Solution Approach 1:

The annotation task is segmented into multiple dimensions by creating multiple question sets, each targeting different aspects or types of labels. Multiple learning models are trained separately on these segmented question sets, allowing each model to specialize in specific label types while maintaining overall annotation accuracy and efficiency.

Inventive Principle:
Principle #1Segmentation

Solution Approach 2:

The system changes the parameters of annotation by transforming single-label annotation into multi-label annotation through multiple question sets. Each question set introduces different labeling parameters or dimensions, enabling comprehensive multi-dimensional labeling while maintaining accuracy through specialized learning models for each parameter set.

Inventive Principle:
Principle #35Parameter changes

2Productivity

If automatic labelling is performed using conventional techniques, then annotation efficiency is improved, but the ability to accurately attach multiple types of labels is insufficient

Engineering Contradiction:
Improveannotation efficiencyVSAvoidmulti-label accuracy
Core Design Contradiction:
ProductivityVSMeasurement precision

Solution Approach 1:

The annotation system achieves multi-functionality by creating multiple question sets that can handle different types of labels simultaneously. Each learning model is trained on specific question sets but the overall system can attach multiple types of labels to the same data, making the system universal in handling diverse annotation tasks while maintaining efficiency.

Inventive Principle:
Principle #6Universality (Multi-functionality)

Solution Approach 2:

Multiple learning models act as intermediaries between the input data and the final multi-label output. Each learning model processes specific aspects of the data through its trained question sets, and their combined results produce accurate multi-label annotations, improving both efficiency and multi-label accuracy.

Inventive Principle:
Principle #24Intermediary (Mediator)

3Measurement precision

If multiple learning models are trained using multiple question sets, then multi-label accuracy is improved, but system complexity increases

Engineering Contradiction:
Improvemulti-label accuracyVSAvoidsystem complexity
Core Design Contradiction:
Measurement precisionVSDevice complexity

Solution Approach 1:

The system manages complexity by segmenting the overall annotation task into multiple independent question sets and corresponding learning models.
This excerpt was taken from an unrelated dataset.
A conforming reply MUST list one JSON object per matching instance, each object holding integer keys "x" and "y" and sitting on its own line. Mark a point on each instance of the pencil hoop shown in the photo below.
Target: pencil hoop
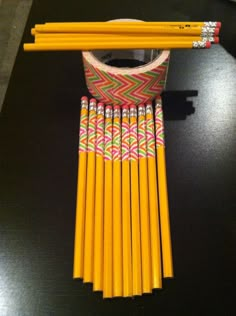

Each component can be developed, trained, and maintained separately, reducing the complexity burden while achieving high multi-label accuracy through the coordinated work of multiple specialized models.

Inventive Principle:
Principle #1Segmentation

Data Source

PatentUS20250181990A1Information processing apparatus and information processing method for machine learning
Publication Date: 2025.06.05 RAKUTEN GROUP INC
  • US20250181990A1 patent drawing
  • US20250181990A1 patent drawing
  • US20250181990A1 patent drawing

AI summary

A plurality of labels are accurately attached to data. An information processing apparatus includes: a creation unit configured to create a plurality of question sets, the plurality of question sets each being composed of a question and a plurality of labels indicating answers that are selectable for the question; and a training unit configured to train a plurality of learning models using the plurality of question sets.